Being a gay Black woman musician in the mainstream also meant dealing with the pressure of embodying a certain aesthetic over the years. Syd’s signature style has always consisted of dressing her slim figure in oversized clothing and rocking a miniature mohawk (she’s now grown her hair into a small afro). She acknowledges how in the past she did succumb to industry expectations of how she should look, but now fully embraces her true persona.

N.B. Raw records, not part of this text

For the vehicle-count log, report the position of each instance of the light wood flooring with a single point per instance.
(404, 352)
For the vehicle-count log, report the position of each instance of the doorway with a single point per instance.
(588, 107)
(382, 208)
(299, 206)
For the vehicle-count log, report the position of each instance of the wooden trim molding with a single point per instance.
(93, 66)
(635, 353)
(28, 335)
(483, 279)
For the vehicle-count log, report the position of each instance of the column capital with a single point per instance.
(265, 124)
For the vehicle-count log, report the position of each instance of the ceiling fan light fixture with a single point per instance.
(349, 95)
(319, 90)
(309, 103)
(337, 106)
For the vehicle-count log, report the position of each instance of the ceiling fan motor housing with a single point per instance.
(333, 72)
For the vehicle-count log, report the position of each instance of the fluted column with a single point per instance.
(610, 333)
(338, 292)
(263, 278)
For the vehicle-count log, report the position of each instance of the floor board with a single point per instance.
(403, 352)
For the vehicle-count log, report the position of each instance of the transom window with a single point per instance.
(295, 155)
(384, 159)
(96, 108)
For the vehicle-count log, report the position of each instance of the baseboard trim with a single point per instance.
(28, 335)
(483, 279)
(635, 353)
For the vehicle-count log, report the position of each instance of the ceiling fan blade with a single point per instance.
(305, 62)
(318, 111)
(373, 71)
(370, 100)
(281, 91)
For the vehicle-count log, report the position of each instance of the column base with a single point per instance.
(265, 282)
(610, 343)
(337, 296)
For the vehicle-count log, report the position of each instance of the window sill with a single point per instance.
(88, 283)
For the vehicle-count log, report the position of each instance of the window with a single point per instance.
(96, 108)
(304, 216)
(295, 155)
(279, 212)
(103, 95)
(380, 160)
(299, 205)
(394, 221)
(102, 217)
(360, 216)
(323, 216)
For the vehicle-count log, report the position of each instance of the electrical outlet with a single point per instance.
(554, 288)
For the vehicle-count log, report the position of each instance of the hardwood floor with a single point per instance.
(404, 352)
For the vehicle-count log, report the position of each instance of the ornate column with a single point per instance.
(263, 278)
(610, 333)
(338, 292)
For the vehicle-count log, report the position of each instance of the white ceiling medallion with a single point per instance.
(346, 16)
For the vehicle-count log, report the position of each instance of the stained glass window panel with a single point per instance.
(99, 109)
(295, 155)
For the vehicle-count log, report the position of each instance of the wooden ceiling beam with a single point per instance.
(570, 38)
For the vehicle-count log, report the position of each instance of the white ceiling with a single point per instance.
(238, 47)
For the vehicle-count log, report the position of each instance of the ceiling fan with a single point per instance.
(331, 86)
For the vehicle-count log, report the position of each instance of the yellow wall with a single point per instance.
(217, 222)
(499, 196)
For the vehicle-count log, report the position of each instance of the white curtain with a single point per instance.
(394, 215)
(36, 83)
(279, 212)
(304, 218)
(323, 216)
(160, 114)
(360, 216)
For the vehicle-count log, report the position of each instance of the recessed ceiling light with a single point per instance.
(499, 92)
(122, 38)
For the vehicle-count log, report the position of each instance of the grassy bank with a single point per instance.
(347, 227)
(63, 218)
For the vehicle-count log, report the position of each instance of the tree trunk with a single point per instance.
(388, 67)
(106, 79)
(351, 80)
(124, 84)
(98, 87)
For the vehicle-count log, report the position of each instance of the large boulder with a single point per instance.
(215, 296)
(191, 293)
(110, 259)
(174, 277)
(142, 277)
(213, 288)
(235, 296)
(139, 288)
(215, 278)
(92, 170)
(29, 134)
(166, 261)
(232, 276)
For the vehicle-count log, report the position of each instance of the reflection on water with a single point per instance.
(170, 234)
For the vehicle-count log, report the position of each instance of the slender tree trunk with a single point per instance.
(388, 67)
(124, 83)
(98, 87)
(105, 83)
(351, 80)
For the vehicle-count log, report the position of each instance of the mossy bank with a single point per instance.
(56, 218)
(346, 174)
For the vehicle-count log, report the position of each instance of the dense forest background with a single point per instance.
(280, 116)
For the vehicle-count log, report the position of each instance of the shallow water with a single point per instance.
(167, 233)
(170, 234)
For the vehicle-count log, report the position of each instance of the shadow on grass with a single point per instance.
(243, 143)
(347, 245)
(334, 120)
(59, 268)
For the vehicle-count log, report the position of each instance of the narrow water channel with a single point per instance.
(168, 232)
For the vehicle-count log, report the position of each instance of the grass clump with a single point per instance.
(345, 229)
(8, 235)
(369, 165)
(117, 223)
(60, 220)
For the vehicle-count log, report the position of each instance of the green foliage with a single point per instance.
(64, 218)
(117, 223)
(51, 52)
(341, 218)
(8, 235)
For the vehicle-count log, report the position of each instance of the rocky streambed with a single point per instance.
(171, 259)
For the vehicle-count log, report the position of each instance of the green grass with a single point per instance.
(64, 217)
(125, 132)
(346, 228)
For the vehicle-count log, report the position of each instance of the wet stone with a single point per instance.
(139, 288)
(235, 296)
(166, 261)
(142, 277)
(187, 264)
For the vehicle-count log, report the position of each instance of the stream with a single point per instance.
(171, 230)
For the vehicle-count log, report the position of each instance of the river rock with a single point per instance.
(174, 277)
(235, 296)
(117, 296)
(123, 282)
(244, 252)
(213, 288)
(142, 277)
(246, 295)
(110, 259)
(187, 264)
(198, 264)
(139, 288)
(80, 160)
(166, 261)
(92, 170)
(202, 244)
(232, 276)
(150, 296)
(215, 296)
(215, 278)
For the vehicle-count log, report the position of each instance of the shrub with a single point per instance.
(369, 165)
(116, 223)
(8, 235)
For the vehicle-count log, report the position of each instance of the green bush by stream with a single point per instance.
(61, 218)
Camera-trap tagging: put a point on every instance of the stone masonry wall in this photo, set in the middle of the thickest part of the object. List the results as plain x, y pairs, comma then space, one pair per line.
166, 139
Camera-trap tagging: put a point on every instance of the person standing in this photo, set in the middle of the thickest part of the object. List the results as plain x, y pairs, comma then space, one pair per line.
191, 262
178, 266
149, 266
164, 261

“It was never [from] my label. It was never [from] people on my team. It was always people that didn’t know me–especially in the beginning. I would go to a shoot, there’d be a stylist there with a rack full of clothes. And it was nothing I would ever wear…like not even an elevated version of me type of vibe. It was what they thought I should look like. And I fell for the okie doke quite a few times in the beginning. I was like well I am the one new to this. Let me not be a stubborn Taurus as they like to call me. Let me try out some of these people’s ideas.
But I learned my lesson. I realized that I’m the one who has to live with these videos. You can hide this from your resume and I can’t. Now, I make sure that I am wearing something or looking a certain way that makes me feel my most confident. I feel like you’ll see it more on this album and with the videos and the press. I’m definitely dressing more like me these days. Pre Ego Death [The Internet’s third studio album], people were really trying me and I got got a couple of times. There’s definitely some looks out there on people’s mood boards and I’m like you don’t even know… that was not me.”
As she gears up for the Broken Hearts Club tour, Syd is excited to show off more of this blooming self-assurance. “It’s gonna be a vibe. I’m gonna be doing a few Internet songs as well as a few songs from each of my projects. What I hope to give y’all is progress and growth in my vocal abilities.” Throughout the last decade, the singer’s sultry yet angelic croon has inspired countless other R&B acts to follow suit. It was a trait she once shied away from but has wholeheartedly accepted. “I used to see [my voice] as a weakness, but it ultimately became a strength for me. The fact is that I can’t do what other singers do but honestly–a lot of them could never do what I do.”